Gas, oil, electricity – the Balkans, Russia and the republics of the former USSR

At the end of November this year, Uzbekistan and Kazakhstan started talks on concluding a natural gas union. The alliance would help the two countries coordinate gas exports and supplies to domestic consumers and open the way for close integration – economic, political and defence. The Russian government immediately announced that it should become part of the agreement. Russia could thus exercise control over the strategic region and make up for the financial losses caused by the sanctions imposed by the West after the invasion of Ukraine in February this year. Uzbekistan, however, is strongly opposed to such an arrangement, and Kazakhstan has yet to make a decision.

During a meeting between the leaders of Turkey, Turkmenistan and Azerbaijan, President Recep Tayyip Erdoğan supported the creation of a gas pipeline that could reduce Europe’s dependence on Russia.  The pipeline would connect Turkmenistan to Azerbaijan via the Caspian Sea. Turkmenistan ranks sixth in the world – after Russia, Iran, Qatar, the US and Saudi Arabia – in terms of natural gas reserves.

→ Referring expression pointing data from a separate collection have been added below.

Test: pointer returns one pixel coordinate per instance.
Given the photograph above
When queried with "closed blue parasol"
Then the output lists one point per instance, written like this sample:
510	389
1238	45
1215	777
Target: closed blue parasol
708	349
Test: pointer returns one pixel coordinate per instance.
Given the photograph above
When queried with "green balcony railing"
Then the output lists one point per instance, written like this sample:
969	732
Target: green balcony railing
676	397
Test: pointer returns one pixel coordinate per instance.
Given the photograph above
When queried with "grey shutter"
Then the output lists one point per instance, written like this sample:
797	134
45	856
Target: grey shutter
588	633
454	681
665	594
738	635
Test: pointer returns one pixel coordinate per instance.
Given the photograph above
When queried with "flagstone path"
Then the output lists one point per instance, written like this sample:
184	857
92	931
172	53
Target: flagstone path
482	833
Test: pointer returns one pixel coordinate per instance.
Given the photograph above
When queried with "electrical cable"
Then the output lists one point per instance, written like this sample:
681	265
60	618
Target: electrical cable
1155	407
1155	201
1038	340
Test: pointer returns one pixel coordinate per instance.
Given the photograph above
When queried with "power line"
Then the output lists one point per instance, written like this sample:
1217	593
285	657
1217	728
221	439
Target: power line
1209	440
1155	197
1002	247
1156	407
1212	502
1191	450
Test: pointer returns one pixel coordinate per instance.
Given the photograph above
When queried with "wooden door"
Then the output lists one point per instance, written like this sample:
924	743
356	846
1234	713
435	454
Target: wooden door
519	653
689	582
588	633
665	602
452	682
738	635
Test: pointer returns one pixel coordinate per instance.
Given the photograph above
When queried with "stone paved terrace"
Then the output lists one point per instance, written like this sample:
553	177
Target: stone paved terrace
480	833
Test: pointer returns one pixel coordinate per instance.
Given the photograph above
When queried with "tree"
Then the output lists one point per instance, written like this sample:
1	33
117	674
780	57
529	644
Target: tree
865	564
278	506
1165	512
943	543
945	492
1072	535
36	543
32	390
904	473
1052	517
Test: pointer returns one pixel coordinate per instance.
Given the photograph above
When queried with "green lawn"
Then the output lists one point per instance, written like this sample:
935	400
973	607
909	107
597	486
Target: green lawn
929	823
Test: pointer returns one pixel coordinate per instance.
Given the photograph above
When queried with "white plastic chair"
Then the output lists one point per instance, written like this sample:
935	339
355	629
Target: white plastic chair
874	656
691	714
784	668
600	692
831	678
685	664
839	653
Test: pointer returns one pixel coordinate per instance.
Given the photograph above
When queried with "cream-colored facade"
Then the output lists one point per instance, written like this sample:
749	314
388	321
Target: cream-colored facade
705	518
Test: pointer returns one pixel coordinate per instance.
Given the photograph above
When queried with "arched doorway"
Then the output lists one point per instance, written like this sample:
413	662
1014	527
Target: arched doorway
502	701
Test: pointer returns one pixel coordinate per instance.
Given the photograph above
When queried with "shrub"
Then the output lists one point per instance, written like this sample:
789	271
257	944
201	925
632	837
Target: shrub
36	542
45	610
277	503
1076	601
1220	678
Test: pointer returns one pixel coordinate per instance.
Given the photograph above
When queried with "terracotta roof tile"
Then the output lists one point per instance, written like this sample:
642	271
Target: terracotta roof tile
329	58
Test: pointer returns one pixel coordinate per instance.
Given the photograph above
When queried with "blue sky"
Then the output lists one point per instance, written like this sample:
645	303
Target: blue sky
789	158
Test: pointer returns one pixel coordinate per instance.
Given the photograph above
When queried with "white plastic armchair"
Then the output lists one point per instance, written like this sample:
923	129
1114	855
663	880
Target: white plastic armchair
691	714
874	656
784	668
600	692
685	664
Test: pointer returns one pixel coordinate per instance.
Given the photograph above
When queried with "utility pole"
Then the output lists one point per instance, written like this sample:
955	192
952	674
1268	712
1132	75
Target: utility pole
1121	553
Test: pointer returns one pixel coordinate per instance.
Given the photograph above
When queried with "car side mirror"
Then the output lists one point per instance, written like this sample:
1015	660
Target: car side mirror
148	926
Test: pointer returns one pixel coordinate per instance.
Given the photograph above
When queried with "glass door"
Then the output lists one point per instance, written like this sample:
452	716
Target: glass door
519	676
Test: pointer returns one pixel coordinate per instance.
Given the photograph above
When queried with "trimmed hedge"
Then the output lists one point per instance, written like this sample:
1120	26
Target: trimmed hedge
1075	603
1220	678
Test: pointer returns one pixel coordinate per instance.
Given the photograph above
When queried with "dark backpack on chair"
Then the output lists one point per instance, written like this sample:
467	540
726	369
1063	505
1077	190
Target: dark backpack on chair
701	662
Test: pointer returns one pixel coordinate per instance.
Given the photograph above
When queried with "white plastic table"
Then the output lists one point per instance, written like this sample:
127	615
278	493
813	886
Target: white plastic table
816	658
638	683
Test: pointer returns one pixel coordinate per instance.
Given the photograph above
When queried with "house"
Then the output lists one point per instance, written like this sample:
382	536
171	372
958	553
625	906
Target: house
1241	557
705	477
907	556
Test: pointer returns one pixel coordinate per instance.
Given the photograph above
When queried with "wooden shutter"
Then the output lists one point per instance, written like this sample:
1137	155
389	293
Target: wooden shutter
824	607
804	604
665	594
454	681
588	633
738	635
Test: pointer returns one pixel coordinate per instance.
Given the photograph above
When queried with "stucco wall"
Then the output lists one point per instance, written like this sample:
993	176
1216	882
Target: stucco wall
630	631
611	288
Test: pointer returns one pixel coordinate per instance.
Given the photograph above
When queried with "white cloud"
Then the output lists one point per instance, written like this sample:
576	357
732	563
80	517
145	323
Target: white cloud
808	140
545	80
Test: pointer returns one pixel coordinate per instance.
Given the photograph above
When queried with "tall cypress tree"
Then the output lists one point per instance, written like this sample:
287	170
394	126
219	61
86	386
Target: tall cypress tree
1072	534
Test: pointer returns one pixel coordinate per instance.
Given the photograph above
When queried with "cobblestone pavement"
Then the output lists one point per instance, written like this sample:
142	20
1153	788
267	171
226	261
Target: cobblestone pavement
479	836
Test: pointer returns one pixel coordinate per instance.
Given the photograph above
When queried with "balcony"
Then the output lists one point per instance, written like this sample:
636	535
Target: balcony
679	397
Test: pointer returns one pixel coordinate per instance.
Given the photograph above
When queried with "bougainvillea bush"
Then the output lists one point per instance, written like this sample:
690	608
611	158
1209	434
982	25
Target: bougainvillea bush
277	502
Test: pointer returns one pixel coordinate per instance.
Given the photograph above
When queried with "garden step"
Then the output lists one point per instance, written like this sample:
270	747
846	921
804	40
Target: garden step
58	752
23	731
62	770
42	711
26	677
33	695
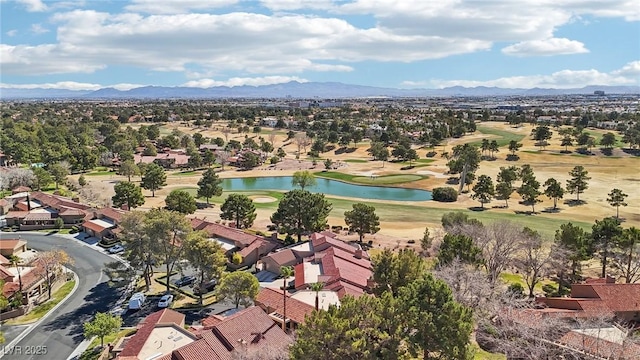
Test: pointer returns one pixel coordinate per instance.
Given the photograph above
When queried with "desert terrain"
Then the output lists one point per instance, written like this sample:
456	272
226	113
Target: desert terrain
402	221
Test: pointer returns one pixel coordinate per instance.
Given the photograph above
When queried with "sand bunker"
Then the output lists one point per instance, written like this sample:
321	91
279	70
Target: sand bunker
432	173
263	199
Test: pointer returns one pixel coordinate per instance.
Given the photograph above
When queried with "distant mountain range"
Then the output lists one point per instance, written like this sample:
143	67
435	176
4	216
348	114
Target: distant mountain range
297	90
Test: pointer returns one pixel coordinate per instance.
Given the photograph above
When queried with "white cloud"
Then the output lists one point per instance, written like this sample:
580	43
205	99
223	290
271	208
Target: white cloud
631	70
177	35
69	85
627	75
175	6
34	5
240	81
546	47
278	5
38	29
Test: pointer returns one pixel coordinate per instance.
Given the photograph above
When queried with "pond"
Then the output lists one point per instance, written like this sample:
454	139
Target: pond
328	187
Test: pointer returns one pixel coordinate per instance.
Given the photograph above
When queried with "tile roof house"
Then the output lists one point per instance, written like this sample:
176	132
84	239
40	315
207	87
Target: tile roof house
342	267
103	223
251	247
596	297
249	328
604	343
159	334
272	301
37	210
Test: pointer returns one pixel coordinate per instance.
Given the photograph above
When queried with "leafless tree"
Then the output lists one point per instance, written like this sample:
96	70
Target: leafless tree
106	158
470	286
535	259
223	157
17	177
521	332
225	132
272	138
257	352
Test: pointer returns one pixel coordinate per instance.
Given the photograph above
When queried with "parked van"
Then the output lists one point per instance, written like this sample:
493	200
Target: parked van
137	301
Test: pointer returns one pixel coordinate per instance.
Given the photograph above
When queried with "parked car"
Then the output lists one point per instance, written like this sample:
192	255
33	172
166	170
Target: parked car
165	301
137	301
116	249
185	280
205	287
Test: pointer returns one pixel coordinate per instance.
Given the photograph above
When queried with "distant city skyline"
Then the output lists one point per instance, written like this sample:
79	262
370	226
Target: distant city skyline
88	45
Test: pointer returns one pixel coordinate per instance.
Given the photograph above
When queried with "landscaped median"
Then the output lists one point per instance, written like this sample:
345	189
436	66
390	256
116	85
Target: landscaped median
94	351
41	310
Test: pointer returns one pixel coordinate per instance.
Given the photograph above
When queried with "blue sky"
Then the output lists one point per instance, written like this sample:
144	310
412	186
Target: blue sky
77	44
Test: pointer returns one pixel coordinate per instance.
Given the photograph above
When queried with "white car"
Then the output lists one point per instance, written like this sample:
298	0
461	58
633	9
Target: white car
165	301
116	249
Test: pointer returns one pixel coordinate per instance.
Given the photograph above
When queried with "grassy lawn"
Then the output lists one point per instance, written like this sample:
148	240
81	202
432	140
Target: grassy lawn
42	309
415	213
367	180
504	137
56	231
90	354
484	355
510	278
184	173
100	173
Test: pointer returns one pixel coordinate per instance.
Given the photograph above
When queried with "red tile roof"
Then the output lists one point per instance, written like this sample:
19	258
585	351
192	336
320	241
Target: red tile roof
21	189
17	214
249	249
135	344
57	202
272	301
11	244
283	257
5	274
38	216
71	212
111	213
250	326
596	299
626	350
196	350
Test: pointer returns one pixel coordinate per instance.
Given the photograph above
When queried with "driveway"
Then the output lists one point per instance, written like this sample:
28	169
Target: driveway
62	331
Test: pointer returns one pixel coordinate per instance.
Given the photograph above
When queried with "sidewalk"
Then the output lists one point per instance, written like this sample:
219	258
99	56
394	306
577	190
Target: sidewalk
29	328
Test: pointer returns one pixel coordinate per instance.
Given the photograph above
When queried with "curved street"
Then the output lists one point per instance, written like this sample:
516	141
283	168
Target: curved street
59	335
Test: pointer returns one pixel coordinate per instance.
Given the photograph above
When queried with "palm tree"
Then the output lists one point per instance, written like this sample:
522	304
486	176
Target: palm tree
286	272
317	287
15	260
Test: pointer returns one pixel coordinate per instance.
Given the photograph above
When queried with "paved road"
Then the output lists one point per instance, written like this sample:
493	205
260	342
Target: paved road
62	331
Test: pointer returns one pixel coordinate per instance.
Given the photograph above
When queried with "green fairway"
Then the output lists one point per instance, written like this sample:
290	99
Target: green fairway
386	180
368	180
504	137
416	213
101	173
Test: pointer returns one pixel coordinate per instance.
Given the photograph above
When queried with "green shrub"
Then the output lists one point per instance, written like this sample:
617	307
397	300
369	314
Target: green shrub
445	194
516	289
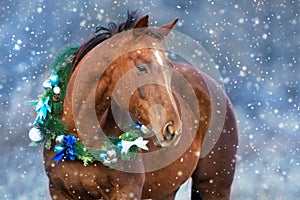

The leaders of Hungary, Romania, Georgia and Azerbaijan have agreed on an undersea energy cable that could become a new energy source for European Union countries. The cable is to run under the Black Sea and connect Azerbaijan to Hungary via Georgia and Romania. Meanwhile, the Bulgarian authorities have reactivated the plan to build the Burgas-Alexandropolis oil pipeline, which Russian oil company Lukoil has supported. Bulgaria has the right to use Russian oil until the end of 2024.